2014-10-05 5 views
0

Я создал бабочку индексные файлы с помощью бабочку-индекса в Баш скрипт следующим образом:TopHat не удалось найти индекс Боути файлы, даже если правильный путь

bowtie-build $FA_FILE $OUTPUT_BASE 

(сценарий можно найти здесь: https://github.com/kennethphough/bioinformatics/blob/master/sge/sge_build_index)

Я хочу, чтобы каждый узел моего кластера выравнивал мои файлы последовательности с хромосомой, а не ко всему геному. Поэтому теоретически, если я запускаю экземпляр tophat для каждой хромосомы для одного и того же файла последовательности на каждом узле, он должен быть быстрее, чем запустить tophat на одном узле для всего генома.

Я убедился, что расположение моих Боути файлов индекса было экспортировано примерно так:

export BOWTIE_INDEXES="$(dirname ${EBWT})/" 

, а затем выполнить Tophat так:

tophat -p 4 -G $GTF -o $OBASE $Chr $FASTQ 

$GTF содержит этот путь к файлу аннотаций, $Chr содержит имя файла индекса (исключая расширение файла .ebwt), а $FASTQ содержит путь к файлу чтения последовательности.

(сценарий можно найти здесь: https://github.com/kennethphough/bioinformatics/blob/master/sge/sge_tophat)

Когда я запускаю сценарий, я получаю сообщение об ошибке сказав индекс Боути не может быть foudn. Отрывок ниже:

[Sun Oct 5 15:08:48 2014] Beginning TopHat run (v1.1.2) 
----------------------------------------------- 
[Sun Oct 5 15:08:48 2014] Preparing output location /home/kennethphough/GSE58365/fast/chr11_gl000202_random.1/ 
[Sun Oct 5 15:08:48 2014] Checking for Bowtie index files 
Error: Could not find Bowtie index files /home/kennethphough/genome/hg19/chr11_gl000202_random.1.* 

Индексный файл Боути в вопросе для вышеуказанной ошибки chr11_gl000202_random.1.ebwt, который я подтвердил, что он там. Любое руководство по поводу того, что происходит неправильно, будет с благодарностью оценено.

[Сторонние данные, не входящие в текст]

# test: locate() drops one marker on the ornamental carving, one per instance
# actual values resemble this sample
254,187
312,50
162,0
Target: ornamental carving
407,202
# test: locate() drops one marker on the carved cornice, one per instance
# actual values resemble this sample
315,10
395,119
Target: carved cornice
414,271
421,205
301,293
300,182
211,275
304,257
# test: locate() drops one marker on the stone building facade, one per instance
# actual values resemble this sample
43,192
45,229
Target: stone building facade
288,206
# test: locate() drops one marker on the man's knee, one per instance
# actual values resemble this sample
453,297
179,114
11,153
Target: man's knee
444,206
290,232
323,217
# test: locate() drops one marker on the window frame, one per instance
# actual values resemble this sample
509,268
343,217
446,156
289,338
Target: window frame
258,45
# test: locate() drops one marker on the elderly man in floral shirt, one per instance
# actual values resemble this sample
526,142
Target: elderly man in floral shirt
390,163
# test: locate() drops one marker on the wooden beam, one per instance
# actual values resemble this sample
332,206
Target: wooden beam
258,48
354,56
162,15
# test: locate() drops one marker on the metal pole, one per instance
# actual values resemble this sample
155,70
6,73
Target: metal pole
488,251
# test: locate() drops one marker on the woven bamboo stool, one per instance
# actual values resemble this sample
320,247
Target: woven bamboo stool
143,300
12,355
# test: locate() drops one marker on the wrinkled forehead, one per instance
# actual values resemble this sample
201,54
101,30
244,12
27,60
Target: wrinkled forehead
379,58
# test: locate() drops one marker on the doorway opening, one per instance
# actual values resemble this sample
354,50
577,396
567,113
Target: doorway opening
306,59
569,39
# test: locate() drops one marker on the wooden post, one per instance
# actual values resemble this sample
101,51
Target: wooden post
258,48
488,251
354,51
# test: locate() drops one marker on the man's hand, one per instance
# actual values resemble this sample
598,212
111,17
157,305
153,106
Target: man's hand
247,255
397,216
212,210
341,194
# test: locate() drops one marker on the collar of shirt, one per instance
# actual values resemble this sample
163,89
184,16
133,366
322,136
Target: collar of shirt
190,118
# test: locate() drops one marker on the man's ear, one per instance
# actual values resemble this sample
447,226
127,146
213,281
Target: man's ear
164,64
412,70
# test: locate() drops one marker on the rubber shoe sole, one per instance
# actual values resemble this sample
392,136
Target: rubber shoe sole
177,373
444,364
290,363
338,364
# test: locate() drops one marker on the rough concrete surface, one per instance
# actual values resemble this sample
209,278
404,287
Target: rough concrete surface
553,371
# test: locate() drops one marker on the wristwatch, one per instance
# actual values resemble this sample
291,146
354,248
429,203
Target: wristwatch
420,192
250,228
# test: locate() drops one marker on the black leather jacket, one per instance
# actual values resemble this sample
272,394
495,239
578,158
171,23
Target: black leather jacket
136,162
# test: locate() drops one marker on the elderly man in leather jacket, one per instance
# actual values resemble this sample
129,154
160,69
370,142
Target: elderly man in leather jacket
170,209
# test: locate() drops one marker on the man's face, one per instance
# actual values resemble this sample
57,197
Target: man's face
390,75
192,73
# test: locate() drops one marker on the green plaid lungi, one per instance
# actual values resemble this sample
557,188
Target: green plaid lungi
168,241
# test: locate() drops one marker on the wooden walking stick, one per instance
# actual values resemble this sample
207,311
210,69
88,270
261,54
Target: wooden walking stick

Боутите версию 0.12.7 Tophat версии 1.1.2

+0

Ссылки на ваш вопрос мертвы и, следовательно, бесполезны для других пользователей. – Stefan

+0

Извините, фиксированные ссылки – pandoraEudora

+0

Я рад, что вы разобрались с вашими проблемами, но вам стоит подумать о том, чтобы получить новейшие версии этих программных продуктов ... (например, bowtie до 1.1.1, а tophat - 2.0.13) – bdeonovic

ответ

0

Проблема в том, что есть более чем один файл для индекса бабочки. Таким образом, для примера выше chr11_gl000202_random имеет:

chr11_gl000202_random.1.ebwt 
chr11_gl000202_random.2.ebwt 
chr11_gl000202_random.3.ebwt 
chr11_gl000202_random.rev.1.ebwt 
chr11_gl000202_random.rev.1.ebwt 

так вместо прохождения по имени файла без расширения мне нужно, чтобы получить имя последовательности хромосом, как так:

Chr=`echo "$FNAME" | awk -F. '{print $1}'` 

Я обновляю свой сценарий в github, чтобы отразить изменения.